Documentation
ETL Adapter: Doctrine
Flow PHP's Adapter Doctrine is an adept library designed to seamlessly integrate Doctrine ORM within your ETL (Extract, Transform, Load) workflows. This adapter is crucial for developers seeking to effortlessly interact with databases using Doctrine ORM, ensuring a streamlined and reliable data transformation process. By harnessing the Adapter Doctrine library, developers can tap into a robust set of features engineered for precise database interaction through Doctrine ORM, simplifying complex data transformations and enhancing data processing efficiency. The Adapter Doctrine library encapsulates a rich set of functionalities, offering a streamlined API for managing database tasks, which is crucial in contemporary data processing and transformation scenarios. This library epitomizes Flow PHP's commitment to delivering versatile and efficient data processing solutions, making it an excellent choice for developers dealing with database operations in large-scale and data-intensive environments.
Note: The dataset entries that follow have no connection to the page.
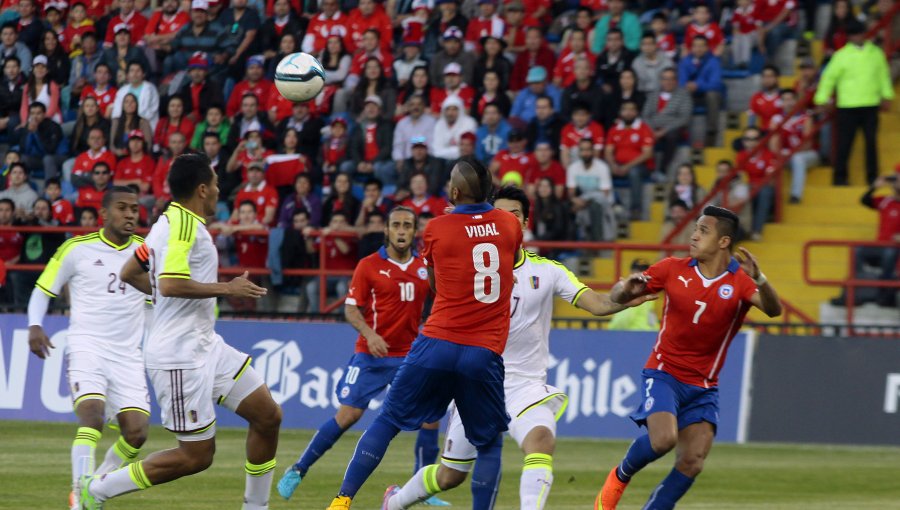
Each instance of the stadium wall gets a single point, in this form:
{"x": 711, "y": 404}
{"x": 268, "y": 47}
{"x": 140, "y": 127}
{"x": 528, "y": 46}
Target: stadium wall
{"x": 302, "y": 363}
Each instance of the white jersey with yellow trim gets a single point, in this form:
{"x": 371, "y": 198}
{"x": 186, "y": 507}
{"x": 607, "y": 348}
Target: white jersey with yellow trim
{"x": 182, "y": 333}
{"x": 106, "y": 317}
{"x": 538, "y": 281}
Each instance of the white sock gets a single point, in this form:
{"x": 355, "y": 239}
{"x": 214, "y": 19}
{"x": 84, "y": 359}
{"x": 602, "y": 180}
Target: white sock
{"x": 118, "y": 455}
{"x": 83, "y": 454}
{"x": 420, "y": 487}
{"x": 121, "y": 481}
{"x": 258, "y": 485}
{"x": 537, "y": 478}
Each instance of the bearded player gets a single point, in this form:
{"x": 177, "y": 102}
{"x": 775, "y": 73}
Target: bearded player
{"x": 385, "y": 303}
{"x": 469, "y": 255}
{"x": 707, "y": 297}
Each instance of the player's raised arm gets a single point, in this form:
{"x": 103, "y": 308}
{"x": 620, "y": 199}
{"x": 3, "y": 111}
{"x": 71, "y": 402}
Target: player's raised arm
{"x": 766, "y": 299}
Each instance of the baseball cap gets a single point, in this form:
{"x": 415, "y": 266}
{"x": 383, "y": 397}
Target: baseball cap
{"x": 452, "y": 68}
{"x": 536, "y": 74}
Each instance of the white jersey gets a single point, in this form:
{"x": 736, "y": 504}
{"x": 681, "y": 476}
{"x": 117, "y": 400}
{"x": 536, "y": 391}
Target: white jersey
{"x": 181, "y": 334}
{"x": 106, "y": 315}
{"x": 538, "y": 280}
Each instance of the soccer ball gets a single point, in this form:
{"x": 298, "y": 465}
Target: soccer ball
{"x": 299, "y": 77}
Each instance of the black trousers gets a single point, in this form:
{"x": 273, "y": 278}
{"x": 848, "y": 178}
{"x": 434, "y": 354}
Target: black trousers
{"x": 847, "y": 122}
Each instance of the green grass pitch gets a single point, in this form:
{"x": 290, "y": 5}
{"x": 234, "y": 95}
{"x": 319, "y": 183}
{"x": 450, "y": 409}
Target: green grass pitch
{"x": 34, "y": 474}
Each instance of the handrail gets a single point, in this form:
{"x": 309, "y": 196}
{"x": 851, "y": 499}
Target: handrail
{"x": 850, "y": 282}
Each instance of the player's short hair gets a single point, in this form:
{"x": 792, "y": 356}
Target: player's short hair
{"x": 516, "y": 194}
{"x": 111, "y": 193}
{"x": 187, "y": 173}
{"x": 727, "y": 223}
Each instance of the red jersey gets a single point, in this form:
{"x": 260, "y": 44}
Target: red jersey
{"x": 391, "y": 297}
{"x": 765, "y": 105}
{"x": 63, "y": 212}
{"x": 260, "y": 89}
{"x": 430, "y": 204}
{"x": 472, "y": 252}
{"x": 701, "y": 318}
{"x": 758, "y": 167}
{"x": 142, "y": 169}
{"x": 263, "y": 197}
{"x": 630, "y": 141}
{"x": 711, "y": 31}
{"x": 161, "y": 24}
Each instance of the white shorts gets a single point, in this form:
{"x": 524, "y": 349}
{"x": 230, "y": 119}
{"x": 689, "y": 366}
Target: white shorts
{"x": 530, "y": 403}
{"x": 187, "y": 397}
{"x": 121, "y": 384}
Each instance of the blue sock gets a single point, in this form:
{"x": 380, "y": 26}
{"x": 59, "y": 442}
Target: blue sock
{"x": 639, "y": 454}
{"x": 669, "y": 491}
{"x": 368, "y": 454}
{"x": 324, "y": 439}
{"x": 426, "y": 448}
{"x": 486, "y": 475}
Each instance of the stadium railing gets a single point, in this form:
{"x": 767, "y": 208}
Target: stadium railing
{"x": 851, "y": 283}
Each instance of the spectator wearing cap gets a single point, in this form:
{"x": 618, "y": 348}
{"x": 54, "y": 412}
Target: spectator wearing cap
{"x": 201, "y": 92}
{"x": 701, "y": 74}
{"x": 546, "y": 124}
{"x": 79, "y": 171}
{"x": 491, "y": 135}
{"x": 145, "y": 92}
{"x": 860, "y": 76}
{"x": 416, "y": 123}
{"x": 256, "y": 191}
{"x": 330, "y": 21}
{"x": 487, "y": 24}
{"x": 10, "y": 46}
{"x": 253, "y": 83}
{"x": 452, "y": 123}
{"x": 618, "y": 18}
{"x": 536, "y": 55}
{"x": 197, "y": 36}
{"x": 370, "y": 146}
{"x": 668, "y": 113}
{"x": 492, "y": 59}
{"x": 136, "y": 168}
{"x": 524, "y": 105}
{"x": 129, "y": 18}
{"x": 452, "y": 52}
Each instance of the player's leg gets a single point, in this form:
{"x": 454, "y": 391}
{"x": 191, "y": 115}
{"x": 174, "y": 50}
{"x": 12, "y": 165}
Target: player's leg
{"x": 694, "y": 443}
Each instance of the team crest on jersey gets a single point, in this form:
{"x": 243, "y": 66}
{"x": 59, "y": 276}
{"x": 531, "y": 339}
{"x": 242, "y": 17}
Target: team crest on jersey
{"x": 726, "y": 291}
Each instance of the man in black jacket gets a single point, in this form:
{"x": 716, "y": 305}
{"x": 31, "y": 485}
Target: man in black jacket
{"x": 38, "y": 138}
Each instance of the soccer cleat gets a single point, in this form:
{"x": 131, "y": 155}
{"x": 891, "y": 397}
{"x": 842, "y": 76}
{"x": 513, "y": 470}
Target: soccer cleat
{"x": 611, "y": 492}
{"x": 388, "y": 494}
{"x": 435, "y": 501}
{"x": 340, "y": 503}
{"x": 87, "y": 499}
{"x": 289, "y": 482}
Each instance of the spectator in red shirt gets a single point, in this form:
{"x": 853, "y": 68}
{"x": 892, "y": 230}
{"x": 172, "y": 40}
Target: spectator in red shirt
{"x": 767, "y": 102}
{"x": 629, "y": 153}
{"x": 758, "y": 167}
{"x": 264, "y": 196}
{"x": 340, "y": 254}
{"x": 136, "y": 168}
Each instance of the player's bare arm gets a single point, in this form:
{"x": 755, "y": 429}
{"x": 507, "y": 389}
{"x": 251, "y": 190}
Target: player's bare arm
{"x": 377, "y": 346}
{"x": 766, "y": 299}
{"x": 186, "y": 288}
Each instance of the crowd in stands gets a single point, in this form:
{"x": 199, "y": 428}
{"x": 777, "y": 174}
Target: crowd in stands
{"x": 580, "y": 103}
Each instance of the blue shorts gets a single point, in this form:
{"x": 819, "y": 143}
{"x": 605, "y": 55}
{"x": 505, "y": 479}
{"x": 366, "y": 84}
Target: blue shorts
{"x": 365, "y": 378}
{"x": 436, "y": 372}
{"x": 665, "y": 394}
With Flow PHP's Adapter Doctrine, managing database interactions within your ETL workflows becomes a more simplified and efficient endeavor, perfectly aligning with the robust and adaptable nature of the Flow PHP ecosystem.
Installation
composer require flow-php/etl-adapter-doctrine
Description
Adapter for ETL using bulk operations from Doctrine Dbal Bulk.
Loader - DbalLoader
data_frame()
->read(from_())
->write(new DbalLoader('your-table-name', $bulkSize = 100, ['url' => \getenv('PGSQL_DATABASE_URL')], ['skip_conflicts' => true]))
->run();
All supported types of DbalBulkLoader
loading:
-
::insert(Connection $connection, string $table, QueryFactory $queryFactory = null) : self
-
::insertOrSkipOnConflict(Connection $connection, string $table, QueryFactory $queryFactory = null) : self
-
::insertOrUpdateOnConstraintConflict(Connection $connection, string $table, string $constraint, QueryFactory $queryFactory = null) : self
The bulkSize
means how many rows you want to push to a database in a single INSERT
query. Each extracted rows set
is going to be split before inserting data into the database.
Extractor - DbalQuery
This simple but powerful extractor let you extract data from a single or multiple parametrized queries.
Single Query
data_frame()
->read(DbalQueryExtractor::singleQuery($connection, "SELECT * FROM {$table} ORDER BY id"))
->write(to_())
->run()
Single Parametrized Query
data_frame()
->read(DbalQueryExtractor::singleQuery($connection, "SELECT * FROM {$table} WHERE id = :id", ['id' => 1]))
->write(to_())
->run()
Multiple Parametrized Query
data_frame()
->read(
new DbalQueryExtractor(
$connection
"SELECT * FROM {$table} ORDER BY id LIMIT :limit OFFSET :offset",
new ParametersSet(
['limit' => 2, 'offset' => 0],
['limit' => 2, 'offset' => 2],
['limit' => 2, 'offset' => 4],
['limit' => 2, 'offset' => 6],
['limit' => 2, 'offset' => 8],
)
)
)
->write(to_())
->run()
In this case, query will be executed exactly five times, taking every time next entry of parameters from ParametersSet.